Thursday, September 25, 2014

This Isn't News




Once again, writing from my office, here in seat 38D.  Once again forced to confront the Air China in-flight entertainment, projected before me on a large screen.  In this case it is the peculiar indignity of not just a third party company’s advertisement but, rather, an award ceremony for stewardesses of Air China itself.  They feel no shame to take up thirty minutes of our time, “entertaining" us by advertising themselves.  I must have seen, but never heard, this nonsense seventeen times by now.  The young ladies are all marching out in front of a military band.  This is cast, and coordinated oddly as news.  CCTV is presenting this epic “news” tale of the carrier’s exceptional service.  Sometimes my host country is simply odd.  Anyone else onboard this crack of dawn flight down to Shanghai from Beijing note how unbelievably facile and un-entertaining this is?  xingwenlianbo”, “News Broadcast”, how dare you?  How can Air China’s stewardess award ceremony be considered news or entertainment, something that needs to be 奔走相告[1]? 

The breakfast cart just trotted by.  “Chinese or Western breakfast?” “Neither please.”  The wisest thing I’ve said all day.  The beverage cart followed.  “A cup of tea, please.”  Like every lady on the screen this young lady smiled at me, though oddly, it was genuine.  The tea felt good on my sore throat. 



Driving out early, the city is already swelling with activity in the suburbs at 6:00AM.  My friend who accompanied me marveled all the changes he was ingesting, from the time he’d lived there ten years prior.  Give it another ten years and I presume this New Convention Center neighborhood will be completely urbanized into sprawl that is in no way distinguished from what’s inside the fifth ring road, and the fourth ring road, and the third, like Virginia Lee Burton's "Little House."  http://en.wikipedia.org/wiki/The_Little_House

I saw sheep yesterday in the woods near Wang Jing along the Jing Mi road and I recalled how there used to be flocks of sheep and goats everywhere out here fifteen years ago, and mule driven carts inside of Dongcheng, twenty years back.  My friend showed me a photo of a sign he’d snapped at Yihuyuan the day before announcing in bold letters that they would not serve Japanese.  I don’t remember that from twenty years ago either.   No Han Chinese brave enough, it seems to call this racism out publically, as beneath a great civilization, beneath a great metropolis. 

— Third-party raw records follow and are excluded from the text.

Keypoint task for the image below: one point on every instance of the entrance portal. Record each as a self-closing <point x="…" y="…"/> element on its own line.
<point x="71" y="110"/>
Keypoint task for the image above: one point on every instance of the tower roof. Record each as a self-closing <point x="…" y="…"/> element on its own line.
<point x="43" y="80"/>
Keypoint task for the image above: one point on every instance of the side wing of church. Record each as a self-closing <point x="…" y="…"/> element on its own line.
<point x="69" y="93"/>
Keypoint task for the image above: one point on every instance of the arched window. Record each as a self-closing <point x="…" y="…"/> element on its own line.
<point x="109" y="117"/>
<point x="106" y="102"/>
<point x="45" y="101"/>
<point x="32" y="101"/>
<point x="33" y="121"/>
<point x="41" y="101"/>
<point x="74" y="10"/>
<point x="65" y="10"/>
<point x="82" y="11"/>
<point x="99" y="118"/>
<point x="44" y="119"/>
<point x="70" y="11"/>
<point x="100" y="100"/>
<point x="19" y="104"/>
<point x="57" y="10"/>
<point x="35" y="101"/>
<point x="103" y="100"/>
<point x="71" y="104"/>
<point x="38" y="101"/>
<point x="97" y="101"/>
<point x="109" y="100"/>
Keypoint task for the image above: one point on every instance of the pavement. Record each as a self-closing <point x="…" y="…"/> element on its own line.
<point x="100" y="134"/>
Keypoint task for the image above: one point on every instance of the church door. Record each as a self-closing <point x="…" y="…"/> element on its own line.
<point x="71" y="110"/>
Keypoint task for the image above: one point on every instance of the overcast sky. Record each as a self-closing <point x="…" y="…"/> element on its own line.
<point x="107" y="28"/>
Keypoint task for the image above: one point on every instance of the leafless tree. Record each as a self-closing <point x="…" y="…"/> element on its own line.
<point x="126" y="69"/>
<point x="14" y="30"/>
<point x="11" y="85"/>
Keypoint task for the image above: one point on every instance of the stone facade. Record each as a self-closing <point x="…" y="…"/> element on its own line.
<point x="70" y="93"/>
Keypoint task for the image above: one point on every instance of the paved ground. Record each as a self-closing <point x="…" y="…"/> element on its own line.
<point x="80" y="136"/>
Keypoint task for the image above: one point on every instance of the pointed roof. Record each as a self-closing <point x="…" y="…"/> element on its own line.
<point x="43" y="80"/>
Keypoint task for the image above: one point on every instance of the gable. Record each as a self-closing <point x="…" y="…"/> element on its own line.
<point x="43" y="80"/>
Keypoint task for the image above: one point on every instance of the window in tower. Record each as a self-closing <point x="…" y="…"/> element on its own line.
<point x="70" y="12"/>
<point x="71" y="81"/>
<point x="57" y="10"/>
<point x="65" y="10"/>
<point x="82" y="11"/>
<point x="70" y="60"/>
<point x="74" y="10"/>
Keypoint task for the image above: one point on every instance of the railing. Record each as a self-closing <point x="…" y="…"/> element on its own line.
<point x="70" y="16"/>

Unexpected it was when I arrived at the check in gate this morning.  “Yes sir, I have your name on the 7:20AM flight, but the passport number that is in here is completely different from this one here.”  “Huh? How could that be?”  I do this flight every week.  Just read my blog.  “Can you double check?”  My wife had booked the ticket.  I called home.  Everyone asleep.  I called the travel company: “this department is closed.”  Increasingly frantic I crossed the line of intimation and suggested that I’d get a new ticket if necessary.  I couldn’t miss this flight.  I reached my wife finally and she was flummoxed for a bit and then, said she must have given them my old passport number, (even though CTRIP has the proper number on file) and when the young lady heard the matching number read from the phone, suddenly, magically, I was cleared to fly.  Walking off I marveled, thankful for one of those many times where it is so wonderful to be in China, instead of the United States, where a mis-matched passport number would be a one-way trip to the ticket purchase line, no exceptions. 

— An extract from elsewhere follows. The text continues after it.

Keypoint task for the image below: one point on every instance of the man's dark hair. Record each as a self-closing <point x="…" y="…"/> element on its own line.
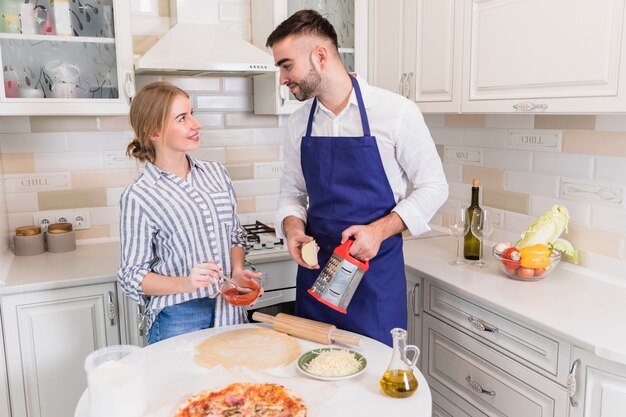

Don’t know much about the Brazilian bandleader Ataulfo Alves.  I have his tune “Vida de Minha” (“My Life”) and it must be from the late forties or early fifties.  (remarkably, to me at least, it is from 1962, after the bosa nova craze had begun)  To my ears it all sounds rather influenced by, Afro Cuban jazz.  I hear Machito and Benny More.  Rhythmically there is something essential, perhaps Angolan, that is distinctly Brazilian, though much of the arrangement is certainly derivative.  The Middle Passage for Brazil began largely in modern day Angola, unlike the Ashanti, Yoruban origins that populated much of the British colonies in the Americas.  As I write I pause, having just been specific about British colonies, as I assume that French colonies were sourced with African slaves from Senegal and Benin, but I’m not sure.  Similarly, from what part of West Africa did Spain procure its human chattel for the cane fields of Cuba?  A quick look on line and it remains unclear. 

I presume that the musical influence flowed south from Cuba, south from New York to Brazil in those early years of jazz, before Antonio Carlos Jobim and Joao Gilberto reverse the tide in the other direction.  Did Brazilian music have much influence on the Caribbean or in the Jazz scene of the 40s? All this can be pursued when we land.  As, well as discerning what “minha” means in Portuguese.  ("my") The rest of the album has much more typically “Brazilian” sensibilities.  What is the name of that Joao Gilberto song where he ponders the happiness of the citizenry at Carnival, in spite of their poverty?  I dreamt of that song the other night and this reminds me of the trombone break in that song, as being some how quintessentially Carinval-esque.  (I just went through about 30 of his songs and came up short.  More on-line researching, some other time.)